September 19 History of Neuroevolution, TWEANNS

September 24 NeuroEvolution of Augmenting Topologies (NEAT): Overcoming the obstacles
Preliminary domain code due

September 26 Advanced NEAT

October 1 Generative and Developmental Systems: The Power of Reuse, Prior Work, Biological Underpinnings, Skeptical Perspective

October 3 Advanced Topics in Generative and Developmental Systems

October 8 Compositional Pattern Producing Networks (CPPNs)

October 10 HyperNEAT: Hypercube-based NEAT

October 15 Advanced HyperNEAT

October 17 Midterm Project Reports

October 22 Midterm Project Reports 2 and begin Real-time NEAT and the NERO video game

October 24 More rtNEAT and (if time) Advanced implementation issues for ANNs in video games

October 29 Competitive Coevolution and Complexification

October 31 More realistic neural models: Adaptive synapses

November 5 More on realistic neurons: Leaky integrator neurons

November 7 Interactive Evolutionary Computation and Genetic Art (Art, music, and other applications)

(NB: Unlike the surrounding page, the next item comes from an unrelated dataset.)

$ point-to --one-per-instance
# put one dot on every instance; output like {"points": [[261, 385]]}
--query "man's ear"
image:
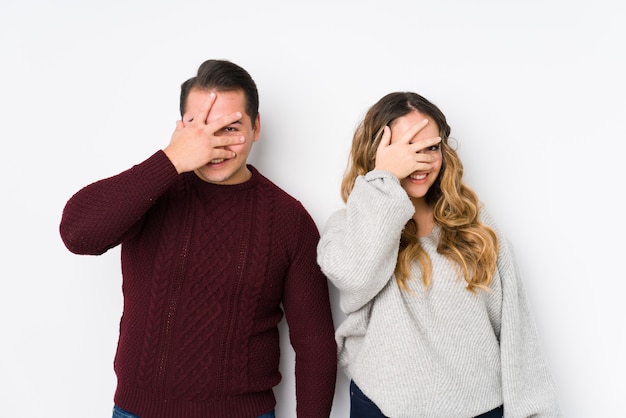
{"points": [[257, 127]]}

November 12 No Class: Veteran's Day

November 14 Evolution as a creative process, target-based vs. non-target-based evolution, large-scale IEC, Picbreeder, the organization dividend and "oragnizational metamorphosis"

November 19 Closing Remarks, Implementation topics and discussion

November 21 More Coevolution

Thanksgiving is November 22-45

November 26 Implementation topics and discussion

November 28 Project Discussion

December 3 Presentations (Last Day of Class)

December 10 Final: Project Presenations 1:00-3:50pm

Student Final Presentations: Students will have run their own experiments in neuroevolution and generative and developmental systems and will present results and methods from their projects.